---
title: "AntClassify"
output: rmarkdown::html_vignette
vignette: >
%\VignetteIndexEntry{antclassify_workflow}
%\VignetteEngine{knitr::rmarkdown}
%\VignetteEncoding{UTF-8}
-------------------------
```{r, include = FALSE}
knitr::opts_chunk$set(
collapse = TRUE,
comment = "#>"
)
```
```{r setup}
library(AntClassify)
```
## Introduction
The **AntClassify** package provides an integrated ecological pipeline to classify ant communities into functional guilds, identify exotic species, detect endemic and rare species of the Atlantic Forest, and quantify key ecological patterns.
This tool was developed to facilitate ecological analyses, standardize functional classification, and improve reproducibility in ant community studies. By integrating multiple ecological databases into a single workflow, AntClassify allows researchers to efficiently assess community structure, biological invasions, endemism, and rarity patterns.
The package is particularly useful for biodiversity monitoring, conservation planning, and macroecological research involving ant assemblages.

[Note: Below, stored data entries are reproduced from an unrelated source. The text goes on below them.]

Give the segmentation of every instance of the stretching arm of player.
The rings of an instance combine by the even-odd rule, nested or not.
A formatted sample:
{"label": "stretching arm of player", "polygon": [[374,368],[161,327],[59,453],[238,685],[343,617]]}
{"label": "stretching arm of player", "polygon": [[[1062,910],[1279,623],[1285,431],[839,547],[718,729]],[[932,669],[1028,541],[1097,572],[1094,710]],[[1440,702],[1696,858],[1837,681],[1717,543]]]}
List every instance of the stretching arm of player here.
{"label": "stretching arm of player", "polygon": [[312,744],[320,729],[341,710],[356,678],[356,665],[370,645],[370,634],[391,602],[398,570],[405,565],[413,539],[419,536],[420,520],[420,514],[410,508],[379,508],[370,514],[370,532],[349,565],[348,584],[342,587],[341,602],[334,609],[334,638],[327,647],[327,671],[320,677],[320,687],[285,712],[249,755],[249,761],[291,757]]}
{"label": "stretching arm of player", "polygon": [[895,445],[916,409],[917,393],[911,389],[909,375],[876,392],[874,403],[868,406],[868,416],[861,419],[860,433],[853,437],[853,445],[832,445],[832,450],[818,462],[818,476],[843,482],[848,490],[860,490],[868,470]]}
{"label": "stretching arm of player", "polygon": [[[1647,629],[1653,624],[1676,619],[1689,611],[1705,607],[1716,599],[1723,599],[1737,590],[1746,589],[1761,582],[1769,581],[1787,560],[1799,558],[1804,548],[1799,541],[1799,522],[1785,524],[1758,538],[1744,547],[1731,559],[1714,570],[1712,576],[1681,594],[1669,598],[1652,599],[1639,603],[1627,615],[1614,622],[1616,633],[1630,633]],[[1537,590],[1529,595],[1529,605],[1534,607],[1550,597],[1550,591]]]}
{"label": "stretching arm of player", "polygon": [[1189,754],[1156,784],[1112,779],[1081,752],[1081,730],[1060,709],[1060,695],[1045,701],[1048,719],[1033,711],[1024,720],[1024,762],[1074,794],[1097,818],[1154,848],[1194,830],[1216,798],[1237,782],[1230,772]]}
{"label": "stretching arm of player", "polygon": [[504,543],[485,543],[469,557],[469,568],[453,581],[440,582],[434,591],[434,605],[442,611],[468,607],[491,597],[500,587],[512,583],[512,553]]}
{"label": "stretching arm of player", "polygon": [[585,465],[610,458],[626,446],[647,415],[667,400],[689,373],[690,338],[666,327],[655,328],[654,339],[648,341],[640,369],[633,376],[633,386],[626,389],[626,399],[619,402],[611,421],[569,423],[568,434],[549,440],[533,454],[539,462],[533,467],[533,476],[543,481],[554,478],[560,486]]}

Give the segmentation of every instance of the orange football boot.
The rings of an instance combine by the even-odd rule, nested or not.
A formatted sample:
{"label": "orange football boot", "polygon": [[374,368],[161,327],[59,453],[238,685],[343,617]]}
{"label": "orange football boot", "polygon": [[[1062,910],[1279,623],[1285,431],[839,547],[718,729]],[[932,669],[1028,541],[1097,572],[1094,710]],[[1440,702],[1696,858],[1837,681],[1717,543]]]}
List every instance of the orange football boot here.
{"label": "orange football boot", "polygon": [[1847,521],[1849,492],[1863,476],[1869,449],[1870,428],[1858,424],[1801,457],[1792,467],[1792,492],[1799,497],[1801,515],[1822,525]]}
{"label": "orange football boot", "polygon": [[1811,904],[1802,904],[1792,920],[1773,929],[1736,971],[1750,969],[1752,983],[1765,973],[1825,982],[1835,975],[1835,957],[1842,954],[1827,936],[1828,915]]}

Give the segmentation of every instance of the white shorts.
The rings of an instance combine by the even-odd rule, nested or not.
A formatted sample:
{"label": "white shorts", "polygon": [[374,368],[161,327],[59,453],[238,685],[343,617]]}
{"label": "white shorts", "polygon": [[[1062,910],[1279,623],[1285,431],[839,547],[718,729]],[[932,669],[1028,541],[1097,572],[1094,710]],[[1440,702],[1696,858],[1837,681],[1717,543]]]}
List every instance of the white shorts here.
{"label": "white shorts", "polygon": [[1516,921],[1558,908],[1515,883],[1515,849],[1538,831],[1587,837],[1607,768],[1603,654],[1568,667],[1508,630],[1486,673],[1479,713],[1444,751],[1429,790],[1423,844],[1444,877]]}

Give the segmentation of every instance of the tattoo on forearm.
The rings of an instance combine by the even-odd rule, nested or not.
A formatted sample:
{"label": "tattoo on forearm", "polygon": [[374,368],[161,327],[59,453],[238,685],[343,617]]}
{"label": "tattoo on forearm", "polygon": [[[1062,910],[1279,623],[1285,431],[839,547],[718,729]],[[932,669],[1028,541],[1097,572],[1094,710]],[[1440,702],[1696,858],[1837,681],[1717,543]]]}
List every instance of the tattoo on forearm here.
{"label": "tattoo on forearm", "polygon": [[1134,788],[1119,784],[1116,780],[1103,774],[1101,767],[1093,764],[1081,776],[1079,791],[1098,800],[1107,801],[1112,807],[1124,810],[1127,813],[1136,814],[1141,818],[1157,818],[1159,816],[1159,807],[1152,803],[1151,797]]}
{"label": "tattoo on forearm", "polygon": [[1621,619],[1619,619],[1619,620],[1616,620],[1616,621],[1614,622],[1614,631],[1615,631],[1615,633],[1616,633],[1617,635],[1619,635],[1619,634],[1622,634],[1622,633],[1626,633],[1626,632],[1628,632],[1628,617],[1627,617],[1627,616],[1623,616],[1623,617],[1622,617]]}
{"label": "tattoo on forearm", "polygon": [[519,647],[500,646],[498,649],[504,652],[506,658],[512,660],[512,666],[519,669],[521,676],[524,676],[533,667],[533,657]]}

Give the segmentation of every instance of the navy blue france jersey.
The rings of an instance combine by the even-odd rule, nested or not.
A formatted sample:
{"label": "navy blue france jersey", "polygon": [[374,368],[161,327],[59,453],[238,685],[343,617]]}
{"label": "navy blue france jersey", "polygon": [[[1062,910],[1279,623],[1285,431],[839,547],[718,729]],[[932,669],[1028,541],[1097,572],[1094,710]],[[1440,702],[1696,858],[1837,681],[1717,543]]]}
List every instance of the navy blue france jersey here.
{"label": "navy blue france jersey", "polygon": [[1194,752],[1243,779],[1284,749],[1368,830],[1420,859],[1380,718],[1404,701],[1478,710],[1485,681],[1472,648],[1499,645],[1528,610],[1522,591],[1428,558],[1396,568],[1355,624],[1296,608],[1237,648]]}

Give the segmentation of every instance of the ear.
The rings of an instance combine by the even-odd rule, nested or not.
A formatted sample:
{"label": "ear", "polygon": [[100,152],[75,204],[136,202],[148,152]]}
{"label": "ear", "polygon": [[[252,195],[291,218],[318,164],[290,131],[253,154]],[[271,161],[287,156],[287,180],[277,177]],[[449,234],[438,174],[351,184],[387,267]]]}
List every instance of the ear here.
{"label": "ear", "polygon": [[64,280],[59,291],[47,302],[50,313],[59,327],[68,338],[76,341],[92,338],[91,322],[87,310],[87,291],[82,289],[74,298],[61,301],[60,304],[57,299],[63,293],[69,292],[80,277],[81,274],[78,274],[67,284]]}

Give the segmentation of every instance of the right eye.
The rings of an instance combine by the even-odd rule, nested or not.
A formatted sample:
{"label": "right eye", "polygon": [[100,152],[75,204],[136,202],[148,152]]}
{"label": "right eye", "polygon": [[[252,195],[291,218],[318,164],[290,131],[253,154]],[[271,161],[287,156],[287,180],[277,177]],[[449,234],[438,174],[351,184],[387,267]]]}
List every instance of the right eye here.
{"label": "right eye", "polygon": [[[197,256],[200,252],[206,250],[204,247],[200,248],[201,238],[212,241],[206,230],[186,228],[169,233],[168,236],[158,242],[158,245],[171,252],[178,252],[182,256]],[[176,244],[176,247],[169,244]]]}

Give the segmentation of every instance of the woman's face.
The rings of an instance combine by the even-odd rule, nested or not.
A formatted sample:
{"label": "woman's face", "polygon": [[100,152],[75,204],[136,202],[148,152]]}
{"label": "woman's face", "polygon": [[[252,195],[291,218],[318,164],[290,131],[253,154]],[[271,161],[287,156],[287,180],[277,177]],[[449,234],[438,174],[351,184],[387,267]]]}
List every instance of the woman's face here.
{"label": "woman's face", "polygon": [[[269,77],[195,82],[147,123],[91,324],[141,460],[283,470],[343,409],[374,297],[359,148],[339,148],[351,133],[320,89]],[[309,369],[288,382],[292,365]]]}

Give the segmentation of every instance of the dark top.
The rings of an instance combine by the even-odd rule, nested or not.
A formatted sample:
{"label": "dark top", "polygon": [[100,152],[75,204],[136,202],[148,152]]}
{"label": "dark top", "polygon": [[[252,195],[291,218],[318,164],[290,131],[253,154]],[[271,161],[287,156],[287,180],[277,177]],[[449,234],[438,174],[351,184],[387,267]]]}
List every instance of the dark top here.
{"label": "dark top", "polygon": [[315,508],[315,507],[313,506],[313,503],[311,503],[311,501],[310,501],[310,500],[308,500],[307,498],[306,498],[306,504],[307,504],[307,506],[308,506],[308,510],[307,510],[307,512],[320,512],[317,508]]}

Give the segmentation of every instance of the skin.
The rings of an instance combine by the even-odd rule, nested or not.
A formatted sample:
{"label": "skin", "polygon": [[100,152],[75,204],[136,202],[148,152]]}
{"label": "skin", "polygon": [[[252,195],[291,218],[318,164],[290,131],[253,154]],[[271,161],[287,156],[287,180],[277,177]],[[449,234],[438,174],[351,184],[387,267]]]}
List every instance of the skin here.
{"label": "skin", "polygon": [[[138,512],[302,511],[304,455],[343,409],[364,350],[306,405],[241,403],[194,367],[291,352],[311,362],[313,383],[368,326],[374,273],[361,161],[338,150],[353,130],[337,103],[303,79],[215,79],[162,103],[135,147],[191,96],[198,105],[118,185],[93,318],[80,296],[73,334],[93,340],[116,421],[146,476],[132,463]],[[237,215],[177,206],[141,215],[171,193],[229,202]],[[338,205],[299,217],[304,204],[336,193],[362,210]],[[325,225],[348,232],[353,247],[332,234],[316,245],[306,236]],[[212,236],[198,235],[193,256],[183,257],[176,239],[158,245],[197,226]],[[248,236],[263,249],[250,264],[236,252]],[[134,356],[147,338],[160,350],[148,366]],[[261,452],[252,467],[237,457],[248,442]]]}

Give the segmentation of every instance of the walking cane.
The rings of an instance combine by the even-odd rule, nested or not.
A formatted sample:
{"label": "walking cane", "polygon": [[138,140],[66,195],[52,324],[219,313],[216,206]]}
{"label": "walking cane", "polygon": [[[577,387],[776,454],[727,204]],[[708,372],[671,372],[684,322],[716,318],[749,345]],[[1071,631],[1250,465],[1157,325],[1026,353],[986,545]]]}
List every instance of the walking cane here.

AntClassify aims to provide a standardized and reproducible framework for advancing ecological research on ant communities.
## Example dataset
```{r}
dados <- data.frame(
Atta_sexdens = 50,
Camponotus_atriceps = 40,
Crematogaster_sp = 35,
Cyphomyrmex_minutus = 30,
Cyphomyrmex_rimosus = 28,
Ectatomma_edentatum = 25,
Heteroponera_mayri = 22,
Holcoponera_striatula = 20,
Monomorium_floricola = 18,
Monomorium_pharaonis = 17,
Pheidole_megacephala = 16,
Strumigenys_emmae = 15,
Strumigenys_rogeri = 14,
Nylanderia_fulva = 13,
Odontomachus_chelifer = 12,
Oxyepoecus_reticulatus = 11,
Pachycondyla_striata = 10,
Apterostigma_serratum = 9,
Brachymyrmex_delabiei = 8,
Brachymyrmex_feitosai = 7,
Camponotus_fallatus = 6,
Camponotus_hermanni = 5,
Camponotus_xanthogaster = 4,
Pheidole_aberrans = 3,
Pheidole_fimbriata = 3,
Pheidole_obscurithorax = 2,
Pheidole_subarmata = 2,
Strumigenys_fridericimuelleri = 2,
Heteroponera_inermis = 2,
Oxyepoecus_browni = 2,
Sphinctomyrmex_stali = 1,
Strumigenys_sanctipauli = 1,
Brachymyrmex_micromegas = 1,
Camponotus_tripartitus = 1,
Diaphoromyrma_sofiae = 1
)
colnames(dados) <- gsub("_", " ", colnames(dados))
dados
```
## Running the pipeline
```{r}
resultado <- antclassify(dados)
```
## Accessing results
```{r}
names(resultado)
head(resultado$guilds$table)
resultado$exotics
resultado$endemics
resultado$rarity
```
## Using individual functions
Although `antclassify()` runs the full pipeline, users can also apply each function separately depending on their research goals.
### Functional guild classification
```{r}
guilds <- assign_guild_ants(dados)
head(guilds$table)
guilds$plot
```
### Exotic species detection
```{r}
exotics <- check_exotic_ants(dados)
exotics
```
### Endemic species (Atlantic Forest)
```{r}
endemics <- check_endemic_atlantic_ants(dados)
endemics
```
### Rarity classification
```{r}
rarity <- check_rarity_atlantic_ants(dados)
rarity
```
## Input data format
The package expects a community matrix where:
* Rows represent sampling units (or a single community)
* Columns represent species
* Values represent abundance (or presence/absence)
Species names must be provided as column names.
### Example structure
```{r}
dados_exemplo <- data.frame(
"Atta sexdens" = 10,
"Camponotus atriceps" = 5
)
dados_exemplo
```
## Importing data from external files
### CSV files
```{r eval=FALSE}
dados <- read.csv("data.csv", check.names = FALSE)
```
### TXT files
```{r eval=FALSE}
dados <- read.table("data.txt", header = TRUE, sep = "\t", check.names = FALSE)
```
### Excel files
```{r eval=FALSE}
# install.packages("readxl")
library(readxl)
dados <- read_excel("data.xlsx")
dados <- as.data.frame(dados)
```
### Important note
```{r eval=FALSE}
colnames(dados) <- gsub("_", " ", colnames(dados))
```
This step guarantees compatibility with the internal species name standardization used in **AntClassify**.
## Final considerations
The **AntClassify** package provides a flexible workflow that can be used either as a fully automated pipeline or through modular functions, allowing users to adapt analyses to different ecological questions.
By integrating functional classification, invasion biology, endemism, and rarity into a single framework, the package enhances reproducibility and facilitates ecological interpretation of ant communities.